How does this series, as a whole, or each piece individually, represent the idea, embody, or visualize the essence of identity for you?

This collection of poems (a part of a larger series) is about recapturing Asian American identity as something to be held with pride. We are not a model minority, we have the same amount of flaws as every other culture: hypersexuality, personal vices, selfishness, and displacement. I use the extended metaphor of Koreatown: an area which outsiders see as an ethnic enclave explored only in the hopes of the taste of the exotic. By rewriting Koreatown in its actuality, I rewrite myself as an individual who possesses all the merits and flaws of those around me.

 

In what ways do you think your identity has been shaped by mass media and society?

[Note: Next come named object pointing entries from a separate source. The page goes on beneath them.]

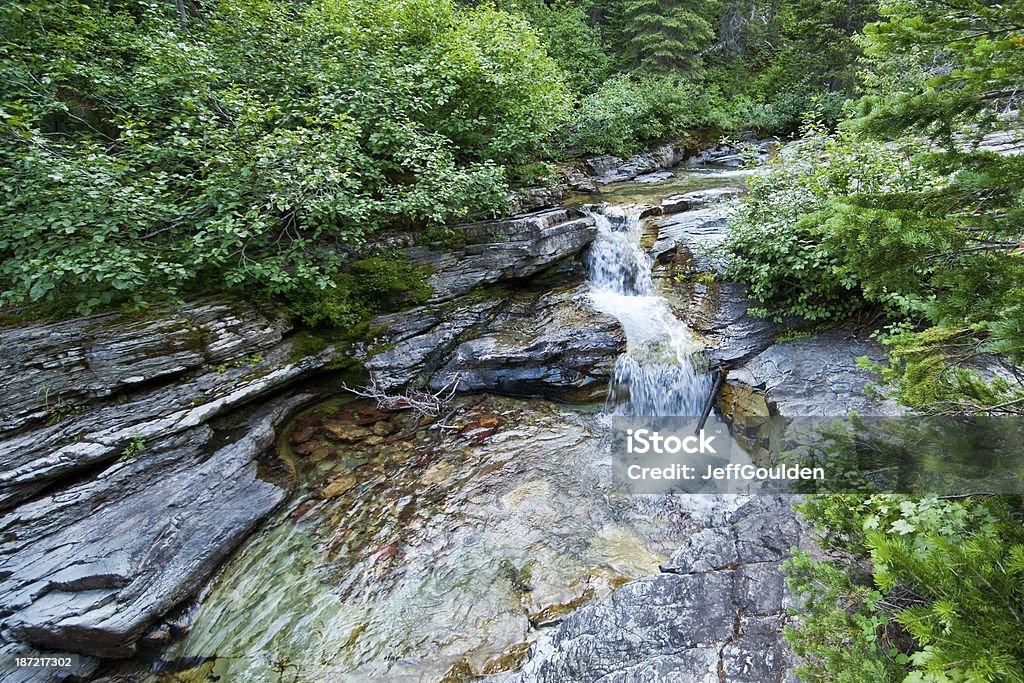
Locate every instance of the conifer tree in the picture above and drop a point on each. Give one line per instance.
(662, 36)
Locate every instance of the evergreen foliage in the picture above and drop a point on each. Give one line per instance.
(254, 145)
(911, 590)
(663, 35)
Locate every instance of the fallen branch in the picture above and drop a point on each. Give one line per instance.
(423, 402)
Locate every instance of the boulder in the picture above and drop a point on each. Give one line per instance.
(552, 345)
(502, 250)
(716, 612)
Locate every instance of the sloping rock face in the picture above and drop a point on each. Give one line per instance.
(607, 169)
(128, 464)
(549, 344)
(502, 250)
(554, 346)
(716, 612)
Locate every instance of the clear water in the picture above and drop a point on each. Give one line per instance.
(444, 562)
(662, 373)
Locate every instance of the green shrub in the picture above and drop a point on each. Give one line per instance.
(913, 590)
(254, 146)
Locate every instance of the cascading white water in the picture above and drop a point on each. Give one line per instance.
(658, 375)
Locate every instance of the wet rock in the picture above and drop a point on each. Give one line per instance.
(548, 344)
(706, 551)
(699, 231)
(816, 376)
(719, 311)
(481, 428)
(502, 250)
(90, 567)
(607, 169)
(340, 486)
(416, 342)
(342, 431)
(383, 428)
(552, 345)
(531, 199)
(302, 434)
(209, 358)
(437, 473)
(732, 155)
(134, 474)
(658, 176)
(716, 614)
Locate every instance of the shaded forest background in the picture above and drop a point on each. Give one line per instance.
(152, 151)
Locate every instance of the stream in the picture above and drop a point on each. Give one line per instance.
(415, 554)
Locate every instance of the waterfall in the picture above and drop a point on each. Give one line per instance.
(659, 374)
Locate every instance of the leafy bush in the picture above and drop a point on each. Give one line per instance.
(628, 112)
(254, 145)
(785, 240)
(913, 590)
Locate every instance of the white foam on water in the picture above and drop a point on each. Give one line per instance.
(660, 373)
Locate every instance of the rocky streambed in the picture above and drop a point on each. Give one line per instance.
(139, 457)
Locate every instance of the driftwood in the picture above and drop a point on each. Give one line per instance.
(423, 402)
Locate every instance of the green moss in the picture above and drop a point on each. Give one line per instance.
(378, 284)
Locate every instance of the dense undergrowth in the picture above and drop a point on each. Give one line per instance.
(898, 211)
(153, 151)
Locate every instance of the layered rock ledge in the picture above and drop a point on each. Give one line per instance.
(715, 613)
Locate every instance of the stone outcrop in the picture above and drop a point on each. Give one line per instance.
(816, 376)
(607, 169)
(539, 344)
(503, 250)
(554, 345)
(715, 613)
(129, 463)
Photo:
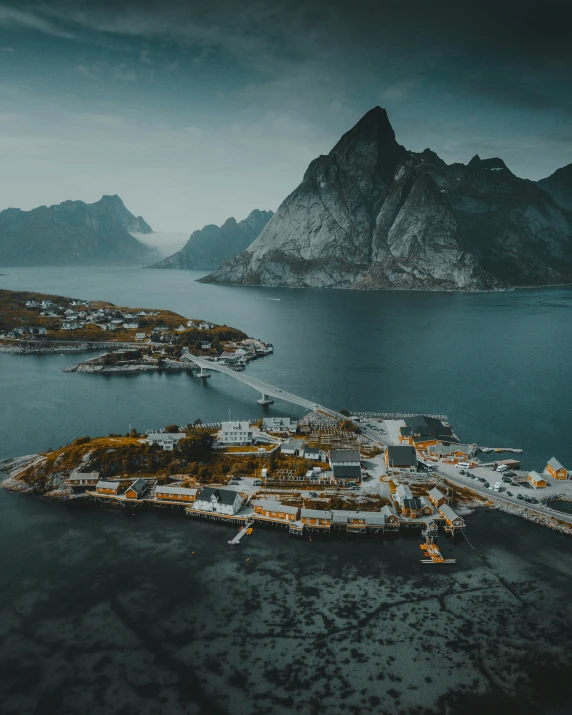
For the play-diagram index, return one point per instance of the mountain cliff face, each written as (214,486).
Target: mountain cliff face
(213,245)
(72,233)
(559,186)
(372,215)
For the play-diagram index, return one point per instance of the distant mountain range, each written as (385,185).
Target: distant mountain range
(371,214)
(210,247)
(73,233)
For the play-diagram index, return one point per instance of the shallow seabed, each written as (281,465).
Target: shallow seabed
(102,612)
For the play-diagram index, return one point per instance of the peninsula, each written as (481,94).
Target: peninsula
(136,338)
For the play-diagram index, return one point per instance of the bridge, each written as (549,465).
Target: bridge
(268,392)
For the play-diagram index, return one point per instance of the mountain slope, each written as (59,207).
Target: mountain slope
(559,186)
(72,233)
(213,245)
(372,215)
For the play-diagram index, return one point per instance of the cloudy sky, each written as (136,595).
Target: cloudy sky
(196,110)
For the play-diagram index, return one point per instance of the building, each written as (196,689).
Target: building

I personally do not find the lack of representation of Asian Americans necessarily a problem in mass media. Rather, I believe mass media has affected me because it creates a face that I am unable ever in my life to attain. But mass media is a paradox because when I go to Korea or other Asian countries, people who look just like me are equally as masculine/feminine empowered just as their western counterparts. Therefore in this way, understanding the perspective of the geographic mass media has been crucial to my own identity formation.

 

Why do you create?

Because no one else will create what I wish to see but me.

 

Who do you create for?

Myself and those who feel wholly at place but simultaneously displaced in their environment.

 

How has your locale informed your identity?

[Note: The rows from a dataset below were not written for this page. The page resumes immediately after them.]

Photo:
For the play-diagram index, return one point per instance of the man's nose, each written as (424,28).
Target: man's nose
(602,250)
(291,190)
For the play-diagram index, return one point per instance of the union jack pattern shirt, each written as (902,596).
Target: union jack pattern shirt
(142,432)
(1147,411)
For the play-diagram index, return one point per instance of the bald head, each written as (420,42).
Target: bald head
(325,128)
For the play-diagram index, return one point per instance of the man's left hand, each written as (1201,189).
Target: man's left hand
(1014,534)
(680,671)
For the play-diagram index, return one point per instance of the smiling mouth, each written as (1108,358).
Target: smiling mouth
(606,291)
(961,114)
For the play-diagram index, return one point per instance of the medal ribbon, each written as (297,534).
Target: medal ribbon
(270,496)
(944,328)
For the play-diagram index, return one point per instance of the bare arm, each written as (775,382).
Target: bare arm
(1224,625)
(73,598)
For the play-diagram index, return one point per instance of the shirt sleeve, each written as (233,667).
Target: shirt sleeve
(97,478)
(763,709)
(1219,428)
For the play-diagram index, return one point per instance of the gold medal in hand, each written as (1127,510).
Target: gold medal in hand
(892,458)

South Los Angeles is a beautiful melting pot where we champion different things than other areas! Whereas outsiders might see service providers and the such as lower than themselves, we hold it to be the role model for one core value: Hard Work. I throw a monthly house show series at Adobe House Records, where I have seen local artists that are beyond the caliber of anything I have seen elsewhere in Los Angeles and in mainstream media. Where I live encourages me daily!

 

Have you been able to find or create a physical community where you live?

Yes! As a musician and poet, I have met many fellow creative in my area that feel as out of touch as I have. South Los Angeles, I believe, is the cultural hub for real jazz, poetry, hip hop because these are the environments that have lead to the art’s conception.

 

How has the Internet expanded or changed your idea of and involvement in community exchanges?

The internet has made it so we can communicate freely. While it may be conducive to negativity, communication is key to empowering ourselves.